#5

Closing Speech

By Harriet Corke

Illustrations by Jiatong Liu

Illustrations by Jiatong Liu

Telling people about mutism always felt like a paradox to me. I mean, talk about a betrayal. What would my younger self think?

All of the experiences I have written about so far are highly personal to me. They are not universal, but I felt and will always feel that they are worth sharing. All of these things that I was forced to feel silently deserve to be honoured in the present.

There are many people I wanted to address in them. Friends, strangers, teachers; those with little understanding and those who want to learn. Those who know me and those who don’t. Those who know my present self and not my past.

But the aim in addressing this topic is not just to speak my own truth. The world hears enough from me these days. Besides, there is someone that I never seem to make time to catch up with. So this last one is for her.

To: Miss Harriet Corke, The Past, Essex.

From: Miss Harriet Corke, The Present, London.

Dear Harriet,

A few years ago Rebecca - yes, you’re still friends - said, “It's funny: you used to never speak, but now you don’t stop talking.”

Which is a read, but also not untrue.

There’s lots I want to say to you; unfortunately they’ve imposed a word count. (You’re a writer now, by the way. Sadly none of your novels about runaway orphans have been published yet, but you’re only 24 so there’s still time.) With this in mind, I’m just going to hit the key points:

You have a pretty standard voice. You speak clearly, articulately, and often. Too often, some would say. But they don’t know that you are just making up for lost time.

You actually have a lot of friends. They all know you’ve been mute. They don’t care.

London is home for you now. (Do you remember it? It’s a big place with a big river and a big bridge that opens up in the middle. You fell off it in a dream once.) You like to explore it on your own, and often take pointless bus or train trips to random places just so you can walk around somewhere new.
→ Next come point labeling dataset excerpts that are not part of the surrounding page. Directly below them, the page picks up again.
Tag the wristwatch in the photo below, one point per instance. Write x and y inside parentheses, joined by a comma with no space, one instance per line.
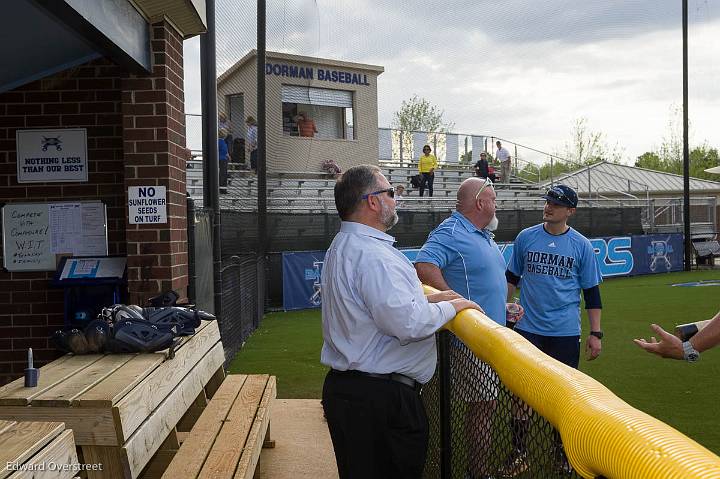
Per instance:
(689,353)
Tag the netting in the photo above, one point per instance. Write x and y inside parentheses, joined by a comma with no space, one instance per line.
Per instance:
(479,429)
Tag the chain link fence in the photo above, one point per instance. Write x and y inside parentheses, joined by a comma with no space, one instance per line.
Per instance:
(479,429)
(242,305)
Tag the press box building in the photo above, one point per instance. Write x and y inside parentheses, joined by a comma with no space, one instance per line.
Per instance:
(340,97)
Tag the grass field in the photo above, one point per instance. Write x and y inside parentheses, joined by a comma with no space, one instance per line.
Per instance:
(686,396)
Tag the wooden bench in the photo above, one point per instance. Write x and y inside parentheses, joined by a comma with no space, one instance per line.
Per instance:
(227,438)
(37,449)
(121,407)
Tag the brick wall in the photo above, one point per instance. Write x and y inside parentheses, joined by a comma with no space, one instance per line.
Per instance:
(155,154)
(89,97)
(136,136)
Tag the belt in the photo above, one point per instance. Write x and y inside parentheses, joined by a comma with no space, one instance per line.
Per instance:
(397,377)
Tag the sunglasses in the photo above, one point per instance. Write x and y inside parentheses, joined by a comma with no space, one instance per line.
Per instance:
(554,194)
(488,182)
(390,191)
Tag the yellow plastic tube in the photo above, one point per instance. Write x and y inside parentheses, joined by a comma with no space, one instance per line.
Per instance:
(602,434)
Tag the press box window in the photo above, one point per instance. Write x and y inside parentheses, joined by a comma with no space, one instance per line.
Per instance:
(331,110)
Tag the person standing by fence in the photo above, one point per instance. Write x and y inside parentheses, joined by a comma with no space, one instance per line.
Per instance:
(555,264)
(378,336)
(251,141)
(427,163)
(460,254)
(223,157)
(503,156)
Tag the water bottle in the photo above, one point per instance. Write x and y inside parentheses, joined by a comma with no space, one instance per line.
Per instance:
(512,313)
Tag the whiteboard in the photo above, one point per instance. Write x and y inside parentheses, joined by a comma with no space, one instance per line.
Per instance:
(34,233)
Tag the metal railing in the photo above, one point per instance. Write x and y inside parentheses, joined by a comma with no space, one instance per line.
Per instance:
(601,435)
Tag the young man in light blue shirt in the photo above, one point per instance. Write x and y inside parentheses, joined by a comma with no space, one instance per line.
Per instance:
(553,263)
(378,336)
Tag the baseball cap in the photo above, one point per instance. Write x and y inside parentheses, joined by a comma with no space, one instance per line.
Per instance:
(562,195)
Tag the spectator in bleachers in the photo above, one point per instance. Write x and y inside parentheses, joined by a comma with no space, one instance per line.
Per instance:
(223,157)
(427,163)
(481,167)
(503,156)
(251,141)
(237,154)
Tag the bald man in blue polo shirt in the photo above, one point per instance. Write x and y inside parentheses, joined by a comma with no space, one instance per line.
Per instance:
(461,254)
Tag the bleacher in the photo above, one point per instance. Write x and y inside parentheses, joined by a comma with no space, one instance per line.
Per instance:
(307,191)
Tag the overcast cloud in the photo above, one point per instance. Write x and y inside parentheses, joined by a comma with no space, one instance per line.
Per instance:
(523,70)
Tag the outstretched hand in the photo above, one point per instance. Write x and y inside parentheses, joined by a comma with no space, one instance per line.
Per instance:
(669,345)
(462,303)
(446,295)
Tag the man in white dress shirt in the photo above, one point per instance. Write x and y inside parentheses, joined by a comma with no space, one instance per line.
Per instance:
(503,156)
(378,332)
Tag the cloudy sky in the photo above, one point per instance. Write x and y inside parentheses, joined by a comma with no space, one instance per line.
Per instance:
(524,70)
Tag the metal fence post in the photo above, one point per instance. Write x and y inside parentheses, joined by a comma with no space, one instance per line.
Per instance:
(192,273)
(445,426)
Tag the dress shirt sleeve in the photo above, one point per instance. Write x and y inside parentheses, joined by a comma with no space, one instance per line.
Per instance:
(393,295)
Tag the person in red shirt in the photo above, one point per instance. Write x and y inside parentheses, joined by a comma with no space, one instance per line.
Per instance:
(306,126)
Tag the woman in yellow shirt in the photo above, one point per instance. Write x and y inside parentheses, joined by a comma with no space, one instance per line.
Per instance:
(426,166)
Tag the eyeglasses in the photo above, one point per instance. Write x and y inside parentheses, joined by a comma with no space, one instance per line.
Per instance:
(390,191)
(488,182)
(559,196)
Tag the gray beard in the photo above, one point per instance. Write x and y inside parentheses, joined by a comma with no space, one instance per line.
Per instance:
(492,226)
(387,217)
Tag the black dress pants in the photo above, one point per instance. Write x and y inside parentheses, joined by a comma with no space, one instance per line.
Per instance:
(378,427)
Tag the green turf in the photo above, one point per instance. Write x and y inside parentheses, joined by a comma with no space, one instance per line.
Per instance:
(288,346)
(680,394)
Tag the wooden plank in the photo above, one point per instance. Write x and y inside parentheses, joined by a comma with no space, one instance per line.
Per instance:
(113,388)
(5,425)
(113,462)
(253,446)
(192,414)
(90,426)
(184,339)
(57,460)
(192,453)
(139,403)
(160,461)
(62,394)
(215,382)
(257,436)
(44,369)
(51,374)
(147,438)
(23,440)
(225,453)
(157,465)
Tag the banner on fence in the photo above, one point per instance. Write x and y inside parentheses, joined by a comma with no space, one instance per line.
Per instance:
(617,256)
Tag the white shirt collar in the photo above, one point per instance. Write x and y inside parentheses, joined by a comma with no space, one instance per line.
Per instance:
(365,230)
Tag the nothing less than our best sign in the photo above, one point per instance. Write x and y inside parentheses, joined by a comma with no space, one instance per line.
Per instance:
(45,156)
(147,205)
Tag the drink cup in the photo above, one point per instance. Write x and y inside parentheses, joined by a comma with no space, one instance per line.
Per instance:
(512,314)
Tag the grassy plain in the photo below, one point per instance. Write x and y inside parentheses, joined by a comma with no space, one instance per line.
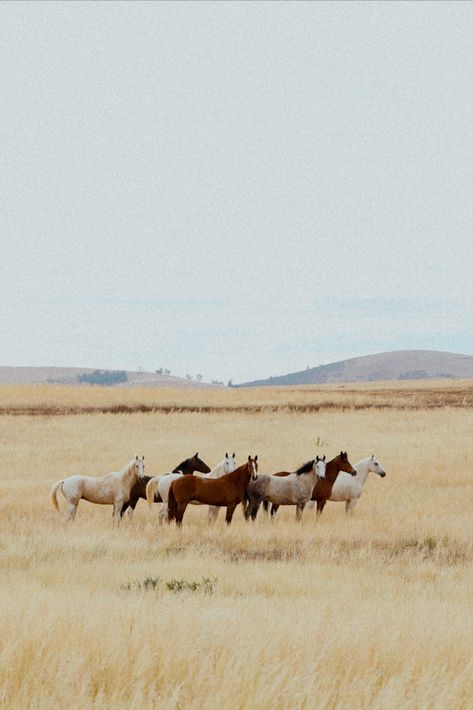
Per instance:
(368,612)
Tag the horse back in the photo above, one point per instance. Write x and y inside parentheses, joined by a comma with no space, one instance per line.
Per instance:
(208,491)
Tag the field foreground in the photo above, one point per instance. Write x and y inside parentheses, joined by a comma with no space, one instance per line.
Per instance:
(373,611)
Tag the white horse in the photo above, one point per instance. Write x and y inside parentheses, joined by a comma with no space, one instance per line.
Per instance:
(294,489)
(111,489)
(162,485)
(349,488)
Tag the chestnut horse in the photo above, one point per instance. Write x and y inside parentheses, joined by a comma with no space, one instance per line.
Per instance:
(139,489)
(228,491)
(323,488)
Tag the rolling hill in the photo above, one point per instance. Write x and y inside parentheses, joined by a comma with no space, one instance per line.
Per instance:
(398,365)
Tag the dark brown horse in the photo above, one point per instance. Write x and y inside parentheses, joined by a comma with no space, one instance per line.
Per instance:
(139,489)
(323,488)
(226,491)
Your life is pretty normal. When you’re not writing, you work in an office (!) and on the weekends you go to the theatre and the park with your friends. You like reading and knitting and terrible jokes. (Especially your own.)

In other ways, your life is quite extraordinary. You have transitioned from being unable to speak to filling your life with words. You love people; you love language. You find such joy in communicating, in the freshness of conversation. Of course you still get nervous - public speaking is nauseating - but your resilience stops you faltering.

You are the exact opposite of what you thought you’d be. A fully functioning member of society - and a happy one at that.

What else is there to tell you? Two of your best friends live in Yorkshire. They’ve made four Shrek movies. Jacqueline Wilson is still writing. Those French classes never paid off, but you can say “There’s a spider in my room” in Swedish. Oh, and there’s a global pandemic sweeping the world. (I’ll get back to you on that one.)

Ultimately, being mute hasn’t damaged you. It hasn’t helped you either - but it's nothing to be worried about. The past isn’t a badge of shame you have to wear forever; it is fluid and open and yours for reclaiming.

Everyone wants you to worry about the way you are. But there is no need to. Mute or not, you have a life worth living.